Most traditional hummus recipes call for tahini (a paste made from ground sesame seeds), but I have only been able to find it in one place here in town, and not only is it obvious the jars have been sitting on the shelf a long while by the 1/4 inch of dust they are caked with, they are huge jars I could never use up before they went bad. As I mentioned in my first post ever, I do not like buying expensive ingredients that will rarely get used. So for that reason, I keep sesame seeds on hand and skip the tahini, and I often roast them to intensify their nutty flavor. If you can find or already use tahini, use that instead of the sesame seeds. If you don't care about the sesame flavor, skip 'em both! ;)

I find that most often, canned (non-organic) chickpeas/garbanzo beans are cheaper than the dried/bagged at my usual grocery store. The organic canned variety are only about $.30 more than the dried/bagged. I seem to always find lemons on sale, and they are fairly cheap anyway. I buy sesame seeds in a pretty small package, so my initial investment is usually right around a dollar.
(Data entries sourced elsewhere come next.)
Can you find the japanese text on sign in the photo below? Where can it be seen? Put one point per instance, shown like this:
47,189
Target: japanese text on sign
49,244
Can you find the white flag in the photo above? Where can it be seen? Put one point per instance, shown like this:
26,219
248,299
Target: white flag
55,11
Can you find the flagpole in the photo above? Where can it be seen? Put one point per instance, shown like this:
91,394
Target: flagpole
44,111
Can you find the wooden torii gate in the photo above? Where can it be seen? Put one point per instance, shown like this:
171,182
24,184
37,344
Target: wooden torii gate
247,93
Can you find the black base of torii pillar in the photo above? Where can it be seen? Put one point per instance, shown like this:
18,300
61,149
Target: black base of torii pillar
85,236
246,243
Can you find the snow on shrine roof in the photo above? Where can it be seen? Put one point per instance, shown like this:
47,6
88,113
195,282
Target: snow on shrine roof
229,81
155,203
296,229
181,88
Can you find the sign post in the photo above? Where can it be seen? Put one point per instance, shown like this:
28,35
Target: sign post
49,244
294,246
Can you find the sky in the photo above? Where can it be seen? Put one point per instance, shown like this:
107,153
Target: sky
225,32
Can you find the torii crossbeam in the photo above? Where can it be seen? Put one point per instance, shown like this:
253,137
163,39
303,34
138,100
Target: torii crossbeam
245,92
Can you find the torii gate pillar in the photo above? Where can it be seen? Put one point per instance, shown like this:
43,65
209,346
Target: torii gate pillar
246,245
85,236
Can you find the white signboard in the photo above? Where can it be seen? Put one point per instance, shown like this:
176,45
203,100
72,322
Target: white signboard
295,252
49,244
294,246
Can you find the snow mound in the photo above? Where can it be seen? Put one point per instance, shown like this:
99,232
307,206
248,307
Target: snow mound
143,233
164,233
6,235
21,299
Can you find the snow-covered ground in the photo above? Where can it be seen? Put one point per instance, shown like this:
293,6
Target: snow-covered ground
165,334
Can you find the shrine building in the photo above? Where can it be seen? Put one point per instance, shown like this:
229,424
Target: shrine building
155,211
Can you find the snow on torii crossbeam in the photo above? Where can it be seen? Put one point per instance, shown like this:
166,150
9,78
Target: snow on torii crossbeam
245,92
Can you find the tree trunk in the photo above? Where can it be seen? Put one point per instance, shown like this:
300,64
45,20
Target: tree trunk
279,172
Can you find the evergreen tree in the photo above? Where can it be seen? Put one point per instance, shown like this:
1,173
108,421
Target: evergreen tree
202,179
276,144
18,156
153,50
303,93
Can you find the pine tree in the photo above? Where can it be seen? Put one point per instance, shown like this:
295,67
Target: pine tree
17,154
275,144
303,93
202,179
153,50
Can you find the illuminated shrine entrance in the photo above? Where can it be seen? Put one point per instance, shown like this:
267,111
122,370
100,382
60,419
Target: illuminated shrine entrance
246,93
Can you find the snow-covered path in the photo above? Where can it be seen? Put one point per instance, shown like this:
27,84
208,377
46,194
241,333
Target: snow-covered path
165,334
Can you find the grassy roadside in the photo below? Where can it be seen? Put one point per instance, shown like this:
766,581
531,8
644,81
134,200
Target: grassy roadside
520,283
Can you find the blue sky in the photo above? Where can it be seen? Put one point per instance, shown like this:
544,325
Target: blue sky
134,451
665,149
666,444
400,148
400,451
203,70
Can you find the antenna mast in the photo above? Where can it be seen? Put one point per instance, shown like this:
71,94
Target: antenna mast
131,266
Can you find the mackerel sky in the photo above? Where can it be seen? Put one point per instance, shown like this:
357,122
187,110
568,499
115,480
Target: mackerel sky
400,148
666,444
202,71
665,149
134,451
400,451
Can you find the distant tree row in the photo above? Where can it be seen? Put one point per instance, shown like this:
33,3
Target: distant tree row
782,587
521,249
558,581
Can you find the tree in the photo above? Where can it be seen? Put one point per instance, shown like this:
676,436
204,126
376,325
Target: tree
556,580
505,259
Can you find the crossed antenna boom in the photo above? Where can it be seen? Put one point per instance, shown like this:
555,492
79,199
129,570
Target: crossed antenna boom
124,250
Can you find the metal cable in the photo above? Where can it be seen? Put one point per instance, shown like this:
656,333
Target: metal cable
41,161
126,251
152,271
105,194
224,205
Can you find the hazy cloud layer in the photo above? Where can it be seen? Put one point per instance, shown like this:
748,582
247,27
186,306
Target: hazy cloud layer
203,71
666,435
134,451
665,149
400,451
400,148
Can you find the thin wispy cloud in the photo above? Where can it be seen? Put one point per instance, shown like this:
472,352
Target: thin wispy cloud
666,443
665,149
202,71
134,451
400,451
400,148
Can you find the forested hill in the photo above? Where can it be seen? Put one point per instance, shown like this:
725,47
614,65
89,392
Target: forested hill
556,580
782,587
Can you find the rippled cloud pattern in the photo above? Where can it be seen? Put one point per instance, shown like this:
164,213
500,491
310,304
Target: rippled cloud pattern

All in all, a super cheap and healthful snack!


Traditional Hummus, Only More Lemony

1 15 oz can chickpeas/garbanzo beans (or 1 cup dried, prepared according to pkg directions)
2 cloves garlic, crushed
2 Tbsp olive oil
1 Tbsp sesame seeds or tahini
1 tsp lemon zest
Juice of 1/2 lemon
Kosher salt to taste
Fresh cracked black pepper to taste
Warm water as needed

Step 1: If you wish to roast the sesame seeds, place them in a small skillet over low to medium low heat, depending on your stove. Shake the pan or stir quite often, as they will burn easily because of their small size if you are not careful. When the sesame seeds have just turned a light golden brown, immediately remove from heat and place in a bowl or on a plate so they do not continue to cook.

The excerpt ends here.